In order to maintain a load of an input signal INS transferred from a controller 410 to the registers RF1, RR1, RF2, and RR2, the input signal INS is divided before being received by the registers RF1, RR1, RF2, and RR2.
For example, if the input signal INS is an n-bit signal, an m-bit signal is transferred to each of the registers RF1 and RF2 on the front surface RANK0, and an (n-m)-bit signal INS is transferred to each of the registers RR1 and RR2 on the back surface RANK1. Thus, the load of the input signal INS transferred from the controller 410 to the registers RF1, RR1, RF2, and RR2 is not increased.
The m-bit signal transferred to the register RF1 on the front surface RANK0 of the memory module 300 and the (n-m)-bit signal transferred to the register RR1 on the back surface RANK1 of the memory module 300 are simultaneously transferred to each of memory banks MLD0, MLU0, MLD1 and MLU1 that are disposed toward a left side of the registers RF1 and RR1. Therefore, each memory chip within the memory banks MLD0, MLU0, MLD1 and MLU1 receives the n-bit input signal INS.
The m-bit signal transferred to the register RF2 on the front surface RANK0 of the memory module 300 and the (n-m)-bit signal transferred to the register RR2 on the back surface RANK1 of the memory module 300 are simultaneously transferred to each of memory banks MRD0, MRU0, MRD1 and MRU1 that are disposed toward a right side of the registers RF2 and RR2. Therefore, each memory chip within the memory banks MRD0, MRU0, MRD1 and MRU1 receives the n-bit input signal INS.
The input signal INS includes rank control signals (not shown), which enable ranks of the memory module 300. The rank control signals are transferred only to corresponding ranks.
The front surface RANK0 and the back surface RANK1 of the memory module 300 form a first rank and a second rank, respectively. Therefore, the rank control signal that enables the first rank of the memory module 300 is transferred to the memory banks MLD0 and MLU0 on the front surface RANK0 of the memory module 300 via the register RF1 and to the memory banks MRD0 and MRU0 on the front surface RANK0 of the memory module 300 via the register RF2.
The rank control signal that enables the second rank of the memory module 300 is transferred to the memory banks MLD1 and MLU1 on the back surface RANK1 of the memory module 300 via the register RR1 and to the memory banks MRD1 and MRU1 on the back surface RANK1 of the memory module 300 via the register RR2.
The conventional memory modules 100 and 300 have similar signal integrity, but the memory module 300 using the four smaller registers RF1, RR1, RF2, and RR2 have smaller register-mounting area.
Nevertheless, the input signal INS transferred from the controllers 210 or 410 of the conventional memory modules 100 and 300 are diverged with a “T” shape. Unfortunately, signal integrity is diminished from impedance mismatching with such T-shaped divergence of the input signal INS.
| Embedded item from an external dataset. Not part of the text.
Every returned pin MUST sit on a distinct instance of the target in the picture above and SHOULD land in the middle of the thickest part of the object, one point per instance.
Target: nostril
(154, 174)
Also, even though register mounting area of the memory module 300 is less than that of the memory module 100, space is still required for wiring the first pair of registers RF1 and RR1 to any memory bank disposed toward the left of the registers RF1 and RR1 and for wiring the second pair of registers RF2 and RR2 to any memory bank disposed toward the right of the registers.